With the release of Aidan Wasley’s Star Wars article on Slate today, all day job malingerers can finally find an article that is absurd on almost every level. To compare George Lucas with the likes of John Ashbery’s poetry, Peter Greenaway and Matthew Barney’s Cremaster films is to remain highly suspect, as Yoda is an amusing little character but poetic in the most puerile of ways (“Do, or do not. There is no try.”) and Barney scaling the Chrysler Building’s elevator shaft (without CGI, yo) is more impressive than some half-baked lightsaber duel near a lava flow.

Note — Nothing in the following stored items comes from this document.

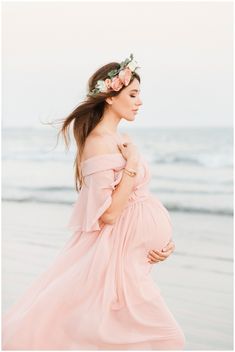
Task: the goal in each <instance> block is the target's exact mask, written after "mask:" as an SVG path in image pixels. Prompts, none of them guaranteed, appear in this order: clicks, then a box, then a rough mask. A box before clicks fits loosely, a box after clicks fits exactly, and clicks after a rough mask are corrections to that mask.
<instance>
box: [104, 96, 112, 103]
mask: <svg viewBox="0 0 235 352" xmlns="http://www.w3.org/2000/svg"><path fill="white" fill-rule="evenodd" d="M105 101H106V103H108V104H109V105H112V104H113V97H109V98H106V99H105Z"/></svg>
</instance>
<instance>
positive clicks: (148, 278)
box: [2, 54, 185, 350]
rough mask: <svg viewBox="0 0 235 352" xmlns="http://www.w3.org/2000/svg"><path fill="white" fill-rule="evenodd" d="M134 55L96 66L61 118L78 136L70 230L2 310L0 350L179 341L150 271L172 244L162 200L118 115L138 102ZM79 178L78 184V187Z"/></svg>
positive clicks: (64, 136)
mask: <svg viewBox="0 0 235 352" xmlns="http://www.w3.org/2000/svg"><path fill="white" fill-rule="evenodd" d="M137 68H138V67H137V65H136V61H134V59H133V55H132V54H131V55H130V58H129V59H126V60H125V61H123V62H122V63H120V64H119V63H116V62H113V63H110V64H107V65H105V66H103V67H101V68H99V69H98V70H97V71H96V72H95V73H94V74H93V76H92V77H91V78H90V80H89V84H88V89H89V91H88V94H87V98H86V100H85V101H84V102H83V103H82V104H81V105H79V106H78V107H77V108H76V109H75V110H74V111H73V112H72V113H71V114H70V115H69V116H68V117H67V118H66V119H65V120H64V123H63V126H62V129H61V132H62V133H63V135H64V137H65V141H67V138H66V132H68V127H69V126H70V123H71V122H72V121H73V122H74V125H73V132H74V137H75V140H76V143H77V147H78V148H77V150H78V152H77V155H76V159H75V166H76V167H75V181H76V182H75V184H76V190H77V191H78V190H79V195H78V199H77V201H76V202H75V204H74V207H73V211H72V214H71V217H70V219H69V223H68V226H69V228H70V229H71V230H72V231H73V235H72V236H71V238H70V239H69V240H68V242H67V243H66V245H65V246H64V248H63V249H62V251H61V252H60V253H59V255H58V256H57V258H56V260H55V261H54V263H53V264H52V265H51V267H49V268H48V270H47V271H46V272H44V273H43V274H41V276H40V277H39V278H38V279H37V280H36V281H35V282H34V283H33V284H32V285H31V286H30V287H29V289H28V290H27V292H26V293H25V295H24V296H23V297H22V298H21V300H19V301H18V302H17V303H16V304H15V305H14V306H13V307H12V308H11V310H10V311H9V312H8V313H7V314H6V315H5V316H4V317H3V334H2V337H3V349H4V350H11V349H15V350H22V349H25V350H182V349H183V348H184V346H185V337H184V333H183V331H182V329H181V327H180V326H179V324H178V323H177V321H176V320H175V318H174V316H173V315H172V313H171V312H170V310H169V309H168V307H167V305H166V303H165V301H164V299H163V298H162V296H161V293H160V290H159V288H158V287H157V286H156V284H155V283H154V281H153V279H152V276H151V268H152V264H153V263H154V262H157V261H161V260H163V259H164V254H163V252H161V251H162V250H163V248H164V247H167V245H168V244H169V246H170V244H172V223H171V219H170V216H169V213H168V211H167V209H166V208H165V207H164V206H163V205H162V203H161V202H160V201H159V200H158V199H157V198H156V197H154V196H153V195H152V194H151V193H150V192H149V189H148V186H149V182H150V170H149V167H148V164H147V162H146V160H145V159H144V157H143V156H142V155H141V154H140V153H139V152H138V150H137V148H136V146H135V144H134V143H133V142H132V140H131V138H130V137H129V136H127V135H121V134H119V133H118V129H117V128H118V124H119V122H120V121H121V119H122V118H123V119H125V120H127V121H134V120H135V116H136V112H137V110H138V109H139V107H140V105H141V104H142V102H141V100H140V97H139V93H140V77H139V75H138V74H137V73H136V69H137ZM78 182H79V189H78Z"/></svg>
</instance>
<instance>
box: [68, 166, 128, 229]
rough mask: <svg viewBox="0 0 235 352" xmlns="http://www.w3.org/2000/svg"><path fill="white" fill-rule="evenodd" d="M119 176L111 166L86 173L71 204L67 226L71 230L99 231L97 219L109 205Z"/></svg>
mask: <svg viewBox="0 0 235 352" xmlns="http://www.w3.org/2000/svg"><path fill="white" fill-rule="evenodd" d="M116 176H118V177H116ZM115 178H116V179H115ZM120 178H121V174H116V173H115V170H114V169H112V168H111V169H106V170H100V171H97V172H92V173H91V174H89V175H87V176H86V177H85V183H84V184H83V186H82V188H81V190H80V192H79V194H78V199H77V201H76V202H75V203H74V205H73V211H72V215H71V218H70V220H69V223H68V228H69V229H71V230H73V231H85V232H91V231H99V230H100V229H101V227H102V226H100V224H99V221H98V220H99V218H100V217H101V215H102V214H103V213H104V212H105V211H106V209H108V208H109V207H110V205H111V203H112V192H113V190H114V189H115V186H116V185H117V183H118V182H119V181H120Z"/></svg>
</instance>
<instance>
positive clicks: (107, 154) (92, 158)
mask: <svg viewBox="0 0 235 352" xmlns="http://www.w3.org/2000/svg"><path fill="white" fill-rule="evenodd" d="M109 155H112V156H119V157H122V158H123V159H125V158H124V156H123V155H122V153H120V152H117V153H104V154H98V155H94V156H91V157H90V158H87V159H85V160H83V161H81V163H80V164H81V165H83V164H85V163H86V162H87V161H90V160H91V159H96V158H99V157H103V156H109Z"/></svg>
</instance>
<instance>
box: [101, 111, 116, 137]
mask: <svg viewBox="0 0 235 352" xmlns="http://www.w3.org/2000/svg"><path fill="white" fill-rule="evenodd" d="M120 120H121V119H120V117H118V116H117V115H116V114H115V113H113V112H111V111H109V112H105V113H104V114H103V116H102V119H101V122H99V126H100V128H102V129H104V130H105V131H106V132H110V133H113V134H117V133H118V124H119V122H120Z"/></svg>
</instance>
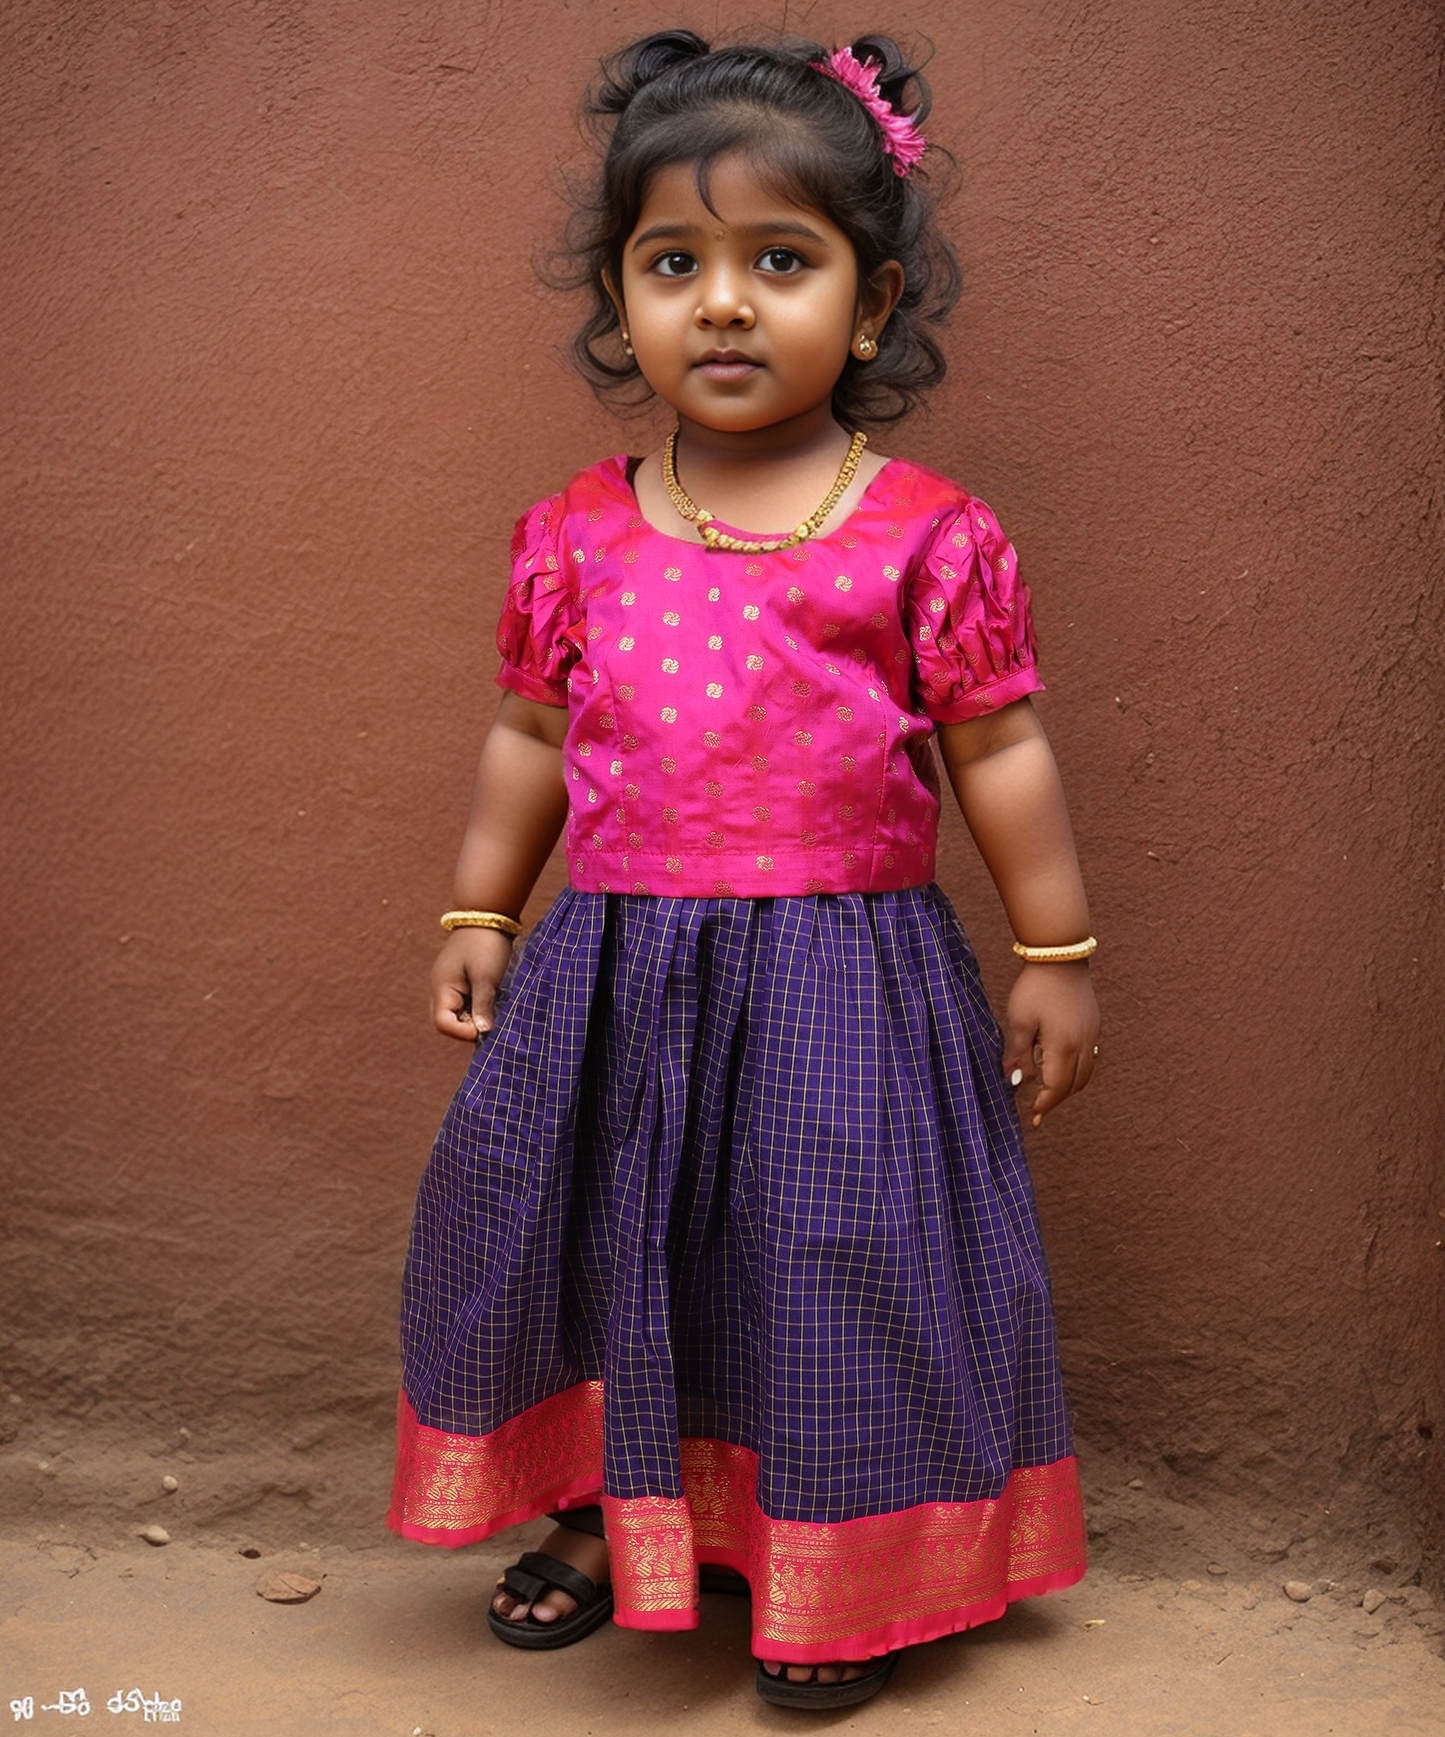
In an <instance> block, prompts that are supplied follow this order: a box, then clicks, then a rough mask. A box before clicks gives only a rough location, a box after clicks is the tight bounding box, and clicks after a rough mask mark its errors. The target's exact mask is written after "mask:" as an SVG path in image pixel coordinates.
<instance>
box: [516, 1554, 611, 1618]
mask: <svg viewBox="0 0 1445 1737" xmlns="http://www.w3.org/2000/svg"><path fill="white" fill-rule="evenodd" d="M502 1586H504V1588H505V1589H507V1591H509V1593H511V1595H512V1598H521V1600H525V1602H526V1603H530V1605H533V1603H537V1600H538V1598H545V1595H547V1593H549V1591H552V1589H556V1591H559V1593H566V1595H568V1598H575V1600H577V1603H578V1608H580V1607H582V1605H587V1603H591V1602H592V1600H594V1598H596V1596H597V1582H596V1581H589V1579H587V1575H585V1574H584V1572H582V1570H580V1569H573V1567H571V1563H568V1562H558V1558H556V1556H547V1555H544V1553H542V1551H540V1549H530V1551H526V1555H525V1556H521V1558H519V1560H518V1562H514V1563H512V1567H511V1569H507V1572H505V1574H504V1575H502Z"/></svg>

Let’s be clear on this: the Star Wars sextet is not pomo. Not in any real way. There is no blurring of distinctions. A space opera is a space opera. We do not see any fragmented moments that are meant to be mourned, any form of self-referential narration (The Force? Are you fucking kidding me?) other than that yellow scrolling text, any moment where George Lucas himself appears within the story as author, and, particularly in the most recent trilogy, anything that even approaches a minimalist design. Further, the idea that a series of films with some of the most atrocious B-movie dialogue ever written can be considered “intellectual” is tantamount to inviting a bunch of grad students to seriously consider the literary merits of Run’s House.
And let’s be clear on this, Wasley: Anytime an audience goes into a theatre, they are going to be “self-conscious” of a fucking narrative. It’s called paying attention to a movie. And unless an audience member is too busy making out because the movie in question sucks or ingesting an interesting and possibly illegal substance to enhance the visuals, assuming that the audience member is not a dumbass, he is sure as fucking fuck going to be self-fucking-conscious of what’s going on. Because ten fucking bucks is a lot of fucking money.
“Lucas even seems to acknowledge these stumbles toward excess within the structure of the films themselves.” No, pal, it’s called focus groups.
“Lucas is firmly committed to digital cinema, but in this single shot we see him acknowledge, perhaps a little sheepishly, his technology’s erasure of a fortuitous or exciting human accident.” No. It’s called one-upping Firefly.